En revanche, il est indispensable que les pratiques des professionnels de l'ASE, qui restent à ce jour prioritairement axées sur le soutien aux parents et sur le maintien du lien parent/enfant, évoluent . D'où la nécessité de former ceux qui sont en contact direct avec les enfants et les parents au repérage du délaissement et à l'existence d'alternatives au « maintien du lien familial à tout prix ». Le département du Pas-de-Calais, où se sont rendues vos rapporteures, fait figure de pionnier dans ce domaine. Depuis trois ans, le conseil général a en effet développé un plan d'information des professionnels sur le délaissement parental et un plan de soutien technique aux équipes de terrain, lesquels ont progressivement permis de faire évoluer les représentations des travailleurs sociaux. Conséquence, en trois ans, le nombre de déclarations judiciaires d'abandon a plus que doublé et le département a été identifié dans le dernier rapport de l'Oned 85 ( * ) comme celui ayant le plus fort taux d'admission en qualité de pupille de l'Etat.

Proposition n° 39 : lancer une réflexion pluridisciplinaire en vue d'élaborer un référentiel national d'aide à l'évaluation des situations de délaissement parental.

Proposition n° 40 : développer la formation des professionnels de l'ASE au repérage du délaissement parental.

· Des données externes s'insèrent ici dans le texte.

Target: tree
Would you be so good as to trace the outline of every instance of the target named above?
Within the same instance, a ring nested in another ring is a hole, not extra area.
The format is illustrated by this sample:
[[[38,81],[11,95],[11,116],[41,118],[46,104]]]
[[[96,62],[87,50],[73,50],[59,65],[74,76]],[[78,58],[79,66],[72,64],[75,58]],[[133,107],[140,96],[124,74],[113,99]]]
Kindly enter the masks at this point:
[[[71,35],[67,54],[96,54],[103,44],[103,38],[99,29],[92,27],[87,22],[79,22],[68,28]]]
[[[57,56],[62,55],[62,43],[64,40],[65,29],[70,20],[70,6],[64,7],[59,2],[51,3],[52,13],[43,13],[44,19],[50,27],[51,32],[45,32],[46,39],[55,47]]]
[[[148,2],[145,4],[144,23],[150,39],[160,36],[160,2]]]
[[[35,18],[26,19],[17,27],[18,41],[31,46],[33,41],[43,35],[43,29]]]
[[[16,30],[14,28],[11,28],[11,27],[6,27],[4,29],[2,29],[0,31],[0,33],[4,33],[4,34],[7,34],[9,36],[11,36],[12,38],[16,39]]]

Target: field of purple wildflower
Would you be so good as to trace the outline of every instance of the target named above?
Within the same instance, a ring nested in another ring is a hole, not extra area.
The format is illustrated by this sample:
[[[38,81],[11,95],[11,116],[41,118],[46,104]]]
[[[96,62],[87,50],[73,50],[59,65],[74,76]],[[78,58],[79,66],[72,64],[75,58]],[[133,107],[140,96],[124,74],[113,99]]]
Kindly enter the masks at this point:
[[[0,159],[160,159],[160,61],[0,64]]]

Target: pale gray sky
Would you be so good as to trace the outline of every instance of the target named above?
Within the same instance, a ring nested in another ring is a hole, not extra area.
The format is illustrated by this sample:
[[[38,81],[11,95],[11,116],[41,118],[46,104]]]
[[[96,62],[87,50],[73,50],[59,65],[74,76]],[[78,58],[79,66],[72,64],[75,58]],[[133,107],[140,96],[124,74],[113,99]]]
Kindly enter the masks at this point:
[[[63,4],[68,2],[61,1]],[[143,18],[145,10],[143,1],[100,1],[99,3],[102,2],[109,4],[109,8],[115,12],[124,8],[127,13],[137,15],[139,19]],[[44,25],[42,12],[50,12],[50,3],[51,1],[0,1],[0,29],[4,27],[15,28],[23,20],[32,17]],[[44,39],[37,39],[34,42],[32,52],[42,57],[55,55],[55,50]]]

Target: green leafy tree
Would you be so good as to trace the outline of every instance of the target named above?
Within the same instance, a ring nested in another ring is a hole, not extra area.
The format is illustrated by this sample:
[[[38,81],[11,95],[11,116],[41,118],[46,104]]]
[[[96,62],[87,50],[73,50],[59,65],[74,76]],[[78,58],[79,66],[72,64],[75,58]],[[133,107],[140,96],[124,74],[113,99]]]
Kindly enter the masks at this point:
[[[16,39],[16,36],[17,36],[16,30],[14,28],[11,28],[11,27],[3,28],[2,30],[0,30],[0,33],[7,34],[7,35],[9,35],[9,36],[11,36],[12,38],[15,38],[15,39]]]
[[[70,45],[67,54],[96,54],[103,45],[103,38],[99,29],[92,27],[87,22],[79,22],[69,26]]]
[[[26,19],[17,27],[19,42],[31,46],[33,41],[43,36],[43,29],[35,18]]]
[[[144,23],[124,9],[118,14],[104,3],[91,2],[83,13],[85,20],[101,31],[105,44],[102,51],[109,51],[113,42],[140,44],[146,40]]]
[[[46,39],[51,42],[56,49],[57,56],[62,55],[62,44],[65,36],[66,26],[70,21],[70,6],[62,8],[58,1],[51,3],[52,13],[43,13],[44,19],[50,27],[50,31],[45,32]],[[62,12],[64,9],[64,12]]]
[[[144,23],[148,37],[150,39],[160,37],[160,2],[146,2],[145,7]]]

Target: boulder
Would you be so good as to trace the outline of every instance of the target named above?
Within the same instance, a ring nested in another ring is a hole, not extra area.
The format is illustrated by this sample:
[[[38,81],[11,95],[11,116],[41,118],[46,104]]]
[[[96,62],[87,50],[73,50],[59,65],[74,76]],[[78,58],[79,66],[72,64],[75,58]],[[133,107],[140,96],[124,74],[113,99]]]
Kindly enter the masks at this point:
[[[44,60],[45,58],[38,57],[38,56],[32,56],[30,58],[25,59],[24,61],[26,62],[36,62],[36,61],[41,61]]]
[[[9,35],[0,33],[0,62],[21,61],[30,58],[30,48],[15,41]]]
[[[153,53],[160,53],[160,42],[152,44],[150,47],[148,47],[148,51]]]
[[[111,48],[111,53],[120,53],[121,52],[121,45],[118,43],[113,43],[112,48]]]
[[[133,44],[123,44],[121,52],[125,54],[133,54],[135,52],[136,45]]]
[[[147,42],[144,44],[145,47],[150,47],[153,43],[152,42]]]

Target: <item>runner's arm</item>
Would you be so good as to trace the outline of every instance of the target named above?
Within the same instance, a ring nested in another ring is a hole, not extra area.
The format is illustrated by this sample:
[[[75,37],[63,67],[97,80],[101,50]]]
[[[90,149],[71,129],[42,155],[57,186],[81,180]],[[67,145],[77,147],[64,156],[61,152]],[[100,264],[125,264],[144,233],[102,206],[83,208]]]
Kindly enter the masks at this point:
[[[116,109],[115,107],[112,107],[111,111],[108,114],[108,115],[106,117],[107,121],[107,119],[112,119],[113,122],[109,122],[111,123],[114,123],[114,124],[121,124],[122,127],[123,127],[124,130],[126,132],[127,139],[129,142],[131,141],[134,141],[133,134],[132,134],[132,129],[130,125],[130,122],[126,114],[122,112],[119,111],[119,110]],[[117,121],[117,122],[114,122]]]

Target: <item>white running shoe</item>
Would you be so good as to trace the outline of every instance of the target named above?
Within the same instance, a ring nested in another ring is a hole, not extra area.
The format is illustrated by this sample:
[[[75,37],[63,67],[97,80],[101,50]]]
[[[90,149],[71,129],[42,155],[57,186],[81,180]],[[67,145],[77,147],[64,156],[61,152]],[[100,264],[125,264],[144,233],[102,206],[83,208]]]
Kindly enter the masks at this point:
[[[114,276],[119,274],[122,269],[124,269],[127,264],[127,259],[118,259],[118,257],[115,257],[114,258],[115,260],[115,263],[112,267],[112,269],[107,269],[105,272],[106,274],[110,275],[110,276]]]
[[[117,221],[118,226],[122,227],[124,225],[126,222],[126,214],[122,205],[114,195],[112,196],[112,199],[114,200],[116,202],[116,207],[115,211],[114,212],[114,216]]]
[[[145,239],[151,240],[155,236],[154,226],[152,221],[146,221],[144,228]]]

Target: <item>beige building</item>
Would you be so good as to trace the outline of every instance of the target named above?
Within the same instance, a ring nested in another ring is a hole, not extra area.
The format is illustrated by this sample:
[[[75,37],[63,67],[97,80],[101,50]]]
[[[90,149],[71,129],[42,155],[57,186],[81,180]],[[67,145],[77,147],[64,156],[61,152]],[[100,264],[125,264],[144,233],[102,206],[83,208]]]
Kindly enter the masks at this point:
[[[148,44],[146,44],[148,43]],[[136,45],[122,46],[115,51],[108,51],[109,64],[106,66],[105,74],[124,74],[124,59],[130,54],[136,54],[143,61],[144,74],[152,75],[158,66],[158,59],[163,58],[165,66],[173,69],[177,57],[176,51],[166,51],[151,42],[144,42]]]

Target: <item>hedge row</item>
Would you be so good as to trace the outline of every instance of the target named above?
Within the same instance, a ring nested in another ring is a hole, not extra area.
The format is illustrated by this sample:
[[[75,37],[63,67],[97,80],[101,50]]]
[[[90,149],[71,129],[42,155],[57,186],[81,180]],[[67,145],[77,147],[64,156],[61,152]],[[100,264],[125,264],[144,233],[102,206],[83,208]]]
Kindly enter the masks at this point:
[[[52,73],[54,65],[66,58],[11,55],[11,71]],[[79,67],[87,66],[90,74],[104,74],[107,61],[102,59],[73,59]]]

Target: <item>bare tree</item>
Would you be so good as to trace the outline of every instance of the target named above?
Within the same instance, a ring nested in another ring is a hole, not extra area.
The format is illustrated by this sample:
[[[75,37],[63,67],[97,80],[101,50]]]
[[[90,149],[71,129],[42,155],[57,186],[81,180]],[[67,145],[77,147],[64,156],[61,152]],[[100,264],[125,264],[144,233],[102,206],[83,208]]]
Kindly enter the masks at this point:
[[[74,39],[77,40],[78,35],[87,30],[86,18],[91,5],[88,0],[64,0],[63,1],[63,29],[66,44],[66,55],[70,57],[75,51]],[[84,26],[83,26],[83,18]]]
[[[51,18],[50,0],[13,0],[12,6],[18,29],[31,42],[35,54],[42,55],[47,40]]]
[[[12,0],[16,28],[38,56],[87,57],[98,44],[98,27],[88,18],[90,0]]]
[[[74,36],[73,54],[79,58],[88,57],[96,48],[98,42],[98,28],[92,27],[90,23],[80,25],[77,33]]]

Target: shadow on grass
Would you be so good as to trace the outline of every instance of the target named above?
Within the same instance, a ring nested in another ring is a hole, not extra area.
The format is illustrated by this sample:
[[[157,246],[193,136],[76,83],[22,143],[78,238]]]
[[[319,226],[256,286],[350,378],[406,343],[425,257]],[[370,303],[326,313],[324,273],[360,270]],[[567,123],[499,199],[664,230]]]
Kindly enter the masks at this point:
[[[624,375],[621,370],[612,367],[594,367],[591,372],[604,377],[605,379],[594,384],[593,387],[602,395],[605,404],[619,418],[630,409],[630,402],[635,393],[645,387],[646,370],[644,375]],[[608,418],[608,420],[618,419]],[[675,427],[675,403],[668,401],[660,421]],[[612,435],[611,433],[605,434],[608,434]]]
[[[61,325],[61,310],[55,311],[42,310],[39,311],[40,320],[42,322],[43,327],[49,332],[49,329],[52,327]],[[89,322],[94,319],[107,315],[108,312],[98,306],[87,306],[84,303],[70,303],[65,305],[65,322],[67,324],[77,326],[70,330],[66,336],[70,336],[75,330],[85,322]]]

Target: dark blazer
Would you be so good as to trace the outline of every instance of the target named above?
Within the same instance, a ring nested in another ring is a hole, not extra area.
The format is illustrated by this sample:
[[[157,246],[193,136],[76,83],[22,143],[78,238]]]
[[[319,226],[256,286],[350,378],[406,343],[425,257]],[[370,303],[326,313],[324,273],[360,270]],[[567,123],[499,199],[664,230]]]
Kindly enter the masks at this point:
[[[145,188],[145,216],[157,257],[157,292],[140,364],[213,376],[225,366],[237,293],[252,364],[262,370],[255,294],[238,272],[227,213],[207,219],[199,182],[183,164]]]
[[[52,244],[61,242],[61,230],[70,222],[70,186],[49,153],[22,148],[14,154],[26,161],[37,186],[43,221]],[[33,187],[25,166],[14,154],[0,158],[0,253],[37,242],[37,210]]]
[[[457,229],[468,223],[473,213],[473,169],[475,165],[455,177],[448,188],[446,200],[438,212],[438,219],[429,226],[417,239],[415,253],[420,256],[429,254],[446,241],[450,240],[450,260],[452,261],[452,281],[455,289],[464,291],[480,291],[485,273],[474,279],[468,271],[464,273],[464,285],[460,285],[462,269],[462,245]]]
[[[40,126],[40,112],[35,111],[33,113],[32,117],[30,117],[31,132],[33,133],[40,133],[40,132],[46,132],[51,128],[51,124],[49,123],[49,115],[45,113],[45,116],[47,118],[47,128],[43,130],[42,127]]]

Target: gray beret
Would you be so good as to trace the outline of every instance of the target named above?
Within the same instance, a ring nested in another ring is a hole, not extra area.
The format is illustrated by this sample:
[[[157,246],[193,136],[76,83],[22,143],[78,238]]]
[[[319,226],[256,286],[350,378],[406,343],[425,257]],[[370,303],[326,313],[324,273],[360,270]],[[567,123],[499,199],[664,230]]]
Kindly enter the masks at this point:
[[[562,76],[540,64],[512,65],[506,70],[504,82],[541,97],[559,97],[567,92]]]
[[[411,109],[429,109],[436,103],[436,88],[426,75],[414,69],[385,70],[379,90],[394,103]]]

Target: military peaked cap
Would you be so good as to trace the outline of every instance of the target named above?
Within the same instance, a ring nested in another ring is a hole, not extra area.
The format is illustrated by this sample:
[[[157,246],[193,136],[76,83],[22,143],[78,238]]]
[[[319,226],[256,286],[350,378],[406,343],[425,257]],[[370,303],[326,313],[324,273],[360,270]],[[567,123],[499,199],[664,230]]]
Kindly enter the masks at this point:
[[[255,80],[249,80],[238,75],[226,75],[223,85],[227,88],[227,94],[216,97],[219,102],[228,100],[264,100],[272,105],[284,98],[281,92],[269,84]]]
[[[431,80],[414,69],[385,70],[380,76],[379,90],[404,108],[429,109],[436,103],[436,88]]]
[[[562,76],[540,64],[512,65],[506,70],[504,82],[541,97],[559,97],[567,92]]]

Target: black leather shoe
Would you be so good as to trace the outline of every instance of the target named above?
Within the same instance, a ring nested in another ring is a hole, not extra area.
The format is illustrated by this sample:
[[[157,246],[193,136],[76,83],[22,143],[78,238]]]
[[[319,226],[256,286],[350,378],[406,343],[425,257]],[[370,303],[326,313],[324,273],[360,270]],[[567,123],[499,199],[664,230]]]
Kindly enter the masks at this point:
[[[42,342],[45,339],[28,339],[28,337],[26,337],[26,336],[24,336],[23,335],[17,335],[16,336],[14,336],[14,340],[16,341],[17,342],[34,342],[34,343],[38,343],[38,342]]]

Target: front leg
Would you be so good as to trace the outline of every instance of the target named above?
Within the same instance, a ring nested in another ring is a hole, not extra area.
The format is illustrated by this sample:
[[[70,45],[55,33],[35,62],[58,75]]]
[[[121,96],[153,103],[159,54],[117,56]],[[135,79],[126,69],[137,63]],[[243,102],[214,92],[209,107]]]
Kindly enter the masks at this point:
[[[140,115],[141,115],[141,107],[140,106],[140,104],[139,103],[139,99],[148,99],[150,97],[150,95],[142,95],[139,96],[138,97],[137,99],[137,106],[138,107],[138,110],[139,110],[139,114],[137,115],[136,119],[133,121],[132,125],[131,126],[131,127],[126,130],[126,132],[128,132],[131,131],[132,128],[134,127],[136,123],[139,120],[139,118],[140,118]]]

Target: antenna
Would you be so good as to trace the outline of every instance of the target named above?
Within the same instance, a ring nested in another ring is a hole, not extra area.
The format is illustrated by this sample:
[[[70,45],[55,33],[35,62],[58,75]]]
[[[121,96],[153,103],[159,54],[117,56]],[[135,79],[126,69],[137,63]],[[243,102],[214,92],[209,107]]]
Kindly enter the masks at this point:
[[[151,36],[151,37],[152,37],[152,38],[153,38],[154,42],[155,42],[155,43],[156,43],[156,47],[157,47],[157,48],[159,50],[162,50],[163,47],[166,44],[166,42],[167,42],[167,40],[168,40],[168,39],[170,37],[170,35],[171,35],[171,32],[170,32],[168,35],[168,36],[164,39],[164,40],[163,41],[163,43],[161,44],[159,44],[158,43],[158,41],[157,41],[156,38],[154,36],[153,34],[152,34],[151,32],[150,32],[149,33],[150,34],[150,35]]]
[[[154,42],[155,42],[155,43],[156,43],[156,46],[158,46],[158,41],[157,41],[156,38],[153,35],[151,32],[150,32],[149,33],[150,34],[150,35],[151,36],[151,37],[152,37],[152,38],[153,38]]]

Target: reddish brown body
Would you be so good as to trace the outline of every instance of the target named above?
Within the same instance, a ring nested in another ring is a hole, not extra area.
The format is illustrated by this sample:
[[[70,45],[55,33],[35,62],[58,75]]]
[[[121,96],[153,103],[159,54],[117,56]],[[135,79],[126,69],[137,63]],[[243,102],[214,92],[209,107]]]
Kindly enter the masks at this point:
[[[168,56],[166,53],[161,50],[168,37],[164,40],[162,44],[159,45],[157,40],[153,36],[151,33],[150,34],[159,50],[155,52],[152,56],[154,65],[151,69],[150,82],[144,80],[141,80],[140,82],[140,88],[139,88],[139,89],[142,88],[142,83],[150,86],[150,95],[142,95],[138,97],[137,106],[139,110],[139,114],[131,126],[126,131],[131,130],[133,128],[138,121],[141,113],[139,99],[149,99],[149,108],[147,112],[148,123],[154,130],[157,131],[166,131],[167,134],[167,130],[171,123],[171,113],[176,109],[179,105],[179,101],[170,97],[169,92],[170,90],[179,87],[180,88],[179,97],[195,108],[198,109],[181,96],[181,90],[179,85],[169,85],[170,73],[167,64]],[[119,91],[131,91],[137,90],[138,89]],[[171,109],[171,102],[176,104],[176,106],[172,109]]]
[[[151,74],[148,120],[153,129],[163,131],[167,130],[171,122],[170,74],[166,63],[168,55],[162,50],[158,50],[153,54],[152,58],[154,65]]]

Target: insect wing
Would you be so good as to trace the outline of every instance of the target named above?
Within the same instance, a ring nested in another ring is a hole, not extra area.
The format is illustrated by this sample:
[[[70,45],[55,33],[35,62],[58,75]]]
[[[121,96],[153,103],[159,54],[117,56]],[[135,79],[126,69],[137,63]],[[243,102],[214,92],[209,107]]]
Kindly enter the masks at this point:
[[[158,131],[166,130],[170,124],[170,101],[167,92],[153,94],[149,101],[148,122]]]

(2) Réformer la procédure de la déclaration judiciaire d'abandon

Le premier alinéa de l'article 350 du code civil permet de déclarer judiciairement abandonné « l'enfant recueilli par un particulier, un établissement ou un service de l'aide sociale à l'enfance, dont les parents se sont manifestement désintéressés pendant l'année qui précède l'introduction de la demande en déclaration d'abandon » . La déclaration judiciaire d'abandon constitue l'étape préalable à l'admission de l'enfant en qualité de pupille de l'Etat 86 ( * ) et à son adoption éventuelle 87 ( * ) . Le plus souvent, ce sont les services sociaux ayant en charge l'enfant qui constatent le « désintérêt manifeste » des parents et saisissent le tribunal de grande instance (TGI), par l'intermédiaire du procureur de la République. Le tribunal déclare l'abandon en examinant les critères affectifs et objectifs du désintérêt prolongé des parents pour l'enfant.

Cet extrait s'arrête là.